Paddy Cosgrave, fundador da cimeira, respondeu nesta terça-feira numa nota. Afirma que este é "espaço aberto ao debate entre vários pontos de vista" e garante que "se os nossos anfitriões, o governo português, nos pedirem para cancelar o convite a Marine Le Pen, nós vamos respeitar esse pedido e vamos fazê-lo imediatamente".

Justifica o convite à líder da extrema-direita União Nacional com a "liberdade de expressão é um direito fundamental na UE e o pilar de qualquer sociedade democrática",

Acrescenta que considera as opiniões de Marine Le Pen "erradas", mas que considera que deixar "ideias extremas" de fora da conferência é o "caminho fácil".

Em Portugal, a direção do Bloco de Esquerda verbalizou ontem oficialmente apelos nesse sentido - mas as pressões junto dos executivos de António Costa e de Fernando Medina vêm de dentro do próprio PS. Governo, câmara e os organizadores da iniciativa mantém-se em silêncio.

No Facebook, o deputado Tiago Barbosa Ribeiro dificilmente poderia ter sido mais explícito. "Não podemos permitir este branqueamento do fascismo numa Europa onde ele vai ressurgindo com roupagens trendy, como seria o caso de convidar uma dirigente fascista para subir ao palco de um evento financiado com dinheiros públicos portugueses.
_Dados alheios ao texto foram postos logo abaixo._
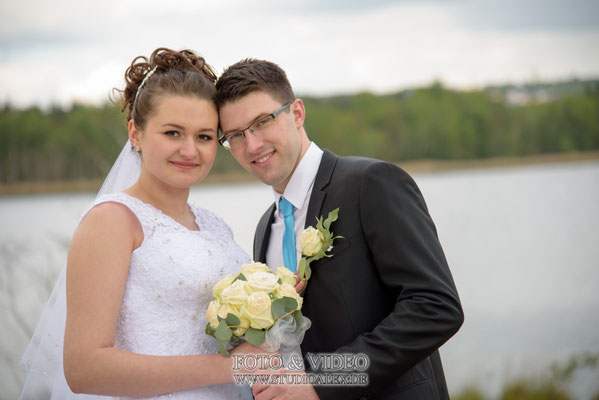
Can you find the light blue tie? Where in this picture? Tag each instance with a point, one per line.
(288, 234)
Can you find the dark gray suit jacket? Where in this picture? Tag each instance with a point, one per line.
(387, 292)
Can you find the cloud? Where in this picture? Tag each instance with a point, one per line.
(529, 15)
(50, 55)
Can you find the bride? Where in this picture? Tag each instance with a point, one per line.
(142, 262)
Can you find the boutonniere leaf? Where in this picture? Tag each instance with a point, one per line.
(316, 242)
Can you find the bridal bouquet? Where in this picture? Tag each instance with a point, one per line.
(259, 306)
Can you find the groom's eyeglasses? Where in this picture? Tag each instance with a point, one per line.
(261, 125)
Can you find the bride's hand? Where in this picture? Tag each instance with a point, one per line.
(247, 358)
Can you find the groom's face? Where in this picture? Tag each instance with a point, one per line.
(272, 155)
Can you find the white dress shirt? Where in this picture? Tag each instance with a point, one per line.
(297, 192)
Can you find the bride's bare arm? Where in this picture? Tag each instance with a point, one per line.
(97, 271)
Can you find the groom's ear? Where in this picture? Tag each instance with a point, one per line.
(299, 113)
(134, 133)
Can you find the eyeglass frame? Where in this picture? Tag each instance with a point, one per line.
(273, 114)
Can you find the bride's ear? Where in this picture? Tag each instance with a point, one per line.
(134, 134)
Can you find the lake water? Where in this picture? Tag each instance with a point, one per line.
(522, 244)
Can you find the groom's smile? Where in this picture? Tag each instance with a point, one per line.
(273, 155)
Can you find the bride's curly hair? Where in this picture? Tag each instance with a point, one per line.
(172, 72)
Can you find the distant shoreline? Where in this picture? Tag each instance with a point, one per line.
(412, 167)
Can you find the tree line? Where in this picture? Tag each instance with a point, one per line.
(434, 122)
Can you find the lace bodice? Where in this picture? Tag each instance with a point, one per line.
(170, 285)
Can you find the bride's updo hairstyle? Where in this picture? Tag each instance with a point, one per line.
(181, 73)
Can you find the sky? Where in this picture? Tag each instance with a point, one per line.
(60, 51)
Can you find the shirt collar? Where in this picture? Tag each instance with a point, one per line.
(302, 179)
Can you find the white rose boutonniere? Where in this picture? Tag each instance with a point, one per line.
(316, 242)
Não colhe nenhuma tentativa de apelar à "tolerância democrática" para dar voz a quem quer acabar com a tolerância e com a democracia", disse.

Concluindo, categórico: "Ao fascismo não se dá voz: proíbe-se, como na Constituição da República Portuguesa. Mata-se o mal pela raiz, bem cerce, evitando a contaminação da democracia e as tragédias do século XX europeu. É por isso simples até que percebam a mensagem: Le Pen não pode falar na Web Summit."
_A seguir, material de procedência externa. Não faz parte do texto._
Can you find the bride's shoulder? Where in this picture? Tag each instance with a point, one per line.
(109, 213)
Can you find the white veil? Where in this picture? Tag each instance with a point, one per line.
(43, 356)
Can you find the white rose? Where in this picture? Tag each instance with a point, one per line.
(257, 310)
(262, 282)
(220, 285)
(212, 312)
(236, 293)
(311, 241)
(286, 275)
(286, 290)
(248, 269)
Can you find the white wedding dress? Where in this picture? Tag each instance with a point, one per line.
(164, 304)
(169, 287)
O PCP também não quer ver a líder da Frente Nacional francesa em Lisboa. "Só pode merecer condenação que, a pretexto da Web Summit - uma cimeira que, promovida a partir de uma dimensão tecnológica, afinal expressa os interesses e objetivos do grande capital -, se promova a ideologia e figuras proeminentes da extrema-direita." E este é um "facto tão mais inaceitável quando se está perante uma iniciativa realizada em Portugal com apoios públicos", disseram os comunistas, numa nota escrita enviada ao DN.

Já para o Bloco de Esquerda, que ontem se pronunciou através de uma conferência de imprensa da deputada e dirigente bloquista Isabel Pires, "tem de haver uma tomada de posição e tem de ficar esclarecido qual é a posição do governo e da Câmara de Lisboa sobre este convite". "Não é aceitável que dinheiros públicos possam ser utilizados para, na verdade, ajudar Marine Le Pen a ter mais uma plataforma para passar mensagens de xenofobia e de racismo, como é a sua linha política", disse ainda, recordando que o investimento público foi de 3,9 milhões de euros, para três anos.
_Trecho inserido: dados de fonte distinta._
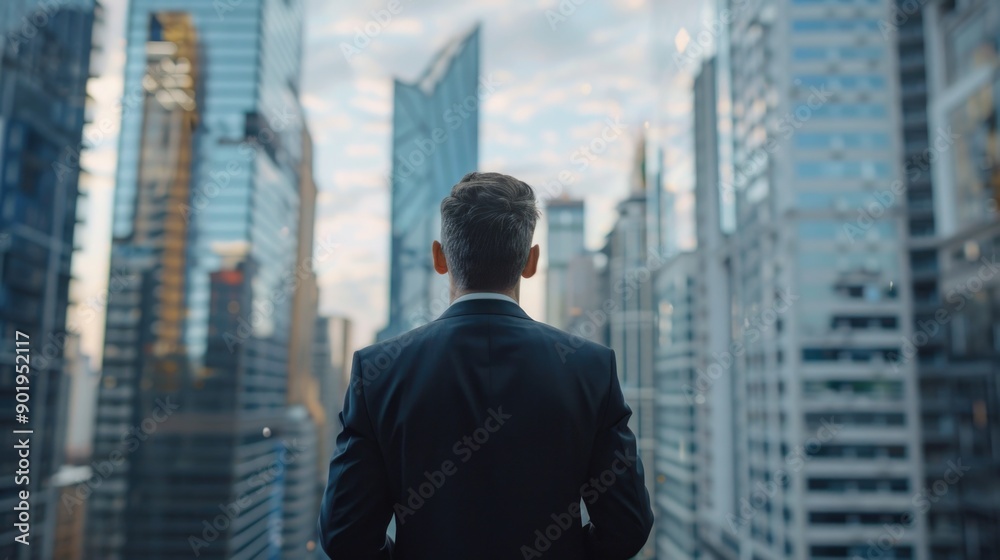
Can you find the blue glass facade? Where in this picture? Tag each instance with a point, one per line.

No PS há quem se oponha categoricamente à vinda de Le Pen a Lisboa, mas também há quem desdramatize. "Se Le Pen será ou não oradora na Web Summit, é uma decisão 100% da organização desse evento privado", disse ao DN João Vasconcelos - que em 2016 foi, como secretário de Estado da Indústria, um dos grandes impulsionadores da vinda para Lisboa desta cimeira.

No seu entender, ouvir a líder da Frente Nacional francesa "é a melhor maneira de combater eficazmente as suas ideias", ela "tem mais a perder do que a ganhar com a vinda a Portugal". "Assistir a uma intervenção desta senhora num dos eventos mais tolerantes, sofisticados e cosmopolitas que conheço será um momento único e, mais uma vez, demonstrador de que a Web Summit já não se trata só de tecnologia e startups mas sim de futuro e de debater que sociedade queremos. Para isso temos de ouvir todos, nomeadamente os que pensam diferente", escreveu ainda Vasconcelos no Facebook. Segundo acrescentou, o facto de o evento ter financiamento público em nada diminui o seu carácter privado.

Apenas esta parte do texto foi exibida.